Estudo aponta que meios de comunicação amplificam desinformação sobre fraude nas eleições dos EUA

Redação Portal IMPRENSA | 09/10/2020 18:24
Divulgado no início de outubro, estudo da Universidade de Harvard indicou que os órgãos de comunicação norte-americanos estão entre os maiores amplificadores de desinformação sobre fraude nas eleições presidenciais dos EUA. 

De acordo com o estudo, o problema está sendo causado pela cobertura das constantes acusações do presidente Donald Trump no Twitter de que o sistema de votos por correspondência, usado há duas décadas em vários estados dos EUA, e que ganhou importância com a pandemia, representa riscos de fraude.
Crédito:Reprodução Público/NURPHOTO/GETTY
Conduzido pelo Berkman Klein Center, uma instituição de Harvard dedicada a estudos da Internet, o trabalho examinou 55 mil notícias publicadas em sites de órgãos de comunicação social, 75 mil publicações no Facebook e cinco milhões de tweets. 

De acordo com o estudo, o “os órgãos de comunicação apresentam e introduzem a controvérsia de fraude eleitoral como um conflito partidário em que Democratas e Republicanos discordam, em vez de especificar claramente que as alegações não têm base em estudos reais e que todos os estudos existentes na área dizem que é um problema menor”.

Novas regras no Twitter
Outra notícia envolvendo eleições e mídia veio do Twitter. Alvo de críticas por não combater com vigor perfis falsos e a circulação de fake news, a plataforma anunciou nesta sexta (9), em seu blog oficial, novos mecanismos para diminuir a circulação de notícias falsas. 
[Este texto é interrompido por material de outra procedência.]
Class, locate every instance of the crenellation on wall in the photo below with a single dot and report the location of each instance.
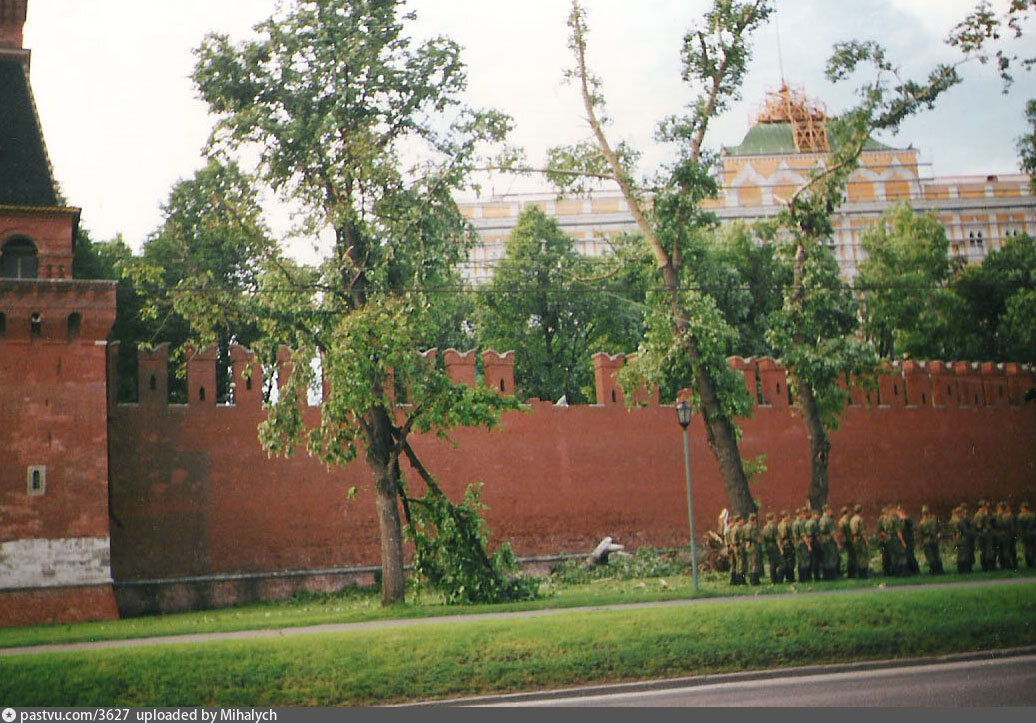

As medidas foram anunciadas a menos de um mês das eleições americanas, marcadas para 3 de novembro. A paritr de agora, tuítes com informações eleitorais erradas ou duvidosas receberão sinais gráficos e não serão recomendados pelo algoritmo da plataforam.

Além disso, tuítes envolvendo políticos e eleições que forem considerados mentirosos não poderão receber respostas nem ser retuitados sem que o usuário adicione um comentário à mensagem. 

Porta-vozes do Twitter, os executivos Vijaya Gadde e Kayvon Beykpour afirmaram que as novas regras devem reduzir a visibilidade de informações incorretas. "Estamos encorajando as pessoas a pensarem duas vezes antes de amplificar esses tweets”, afirmaram.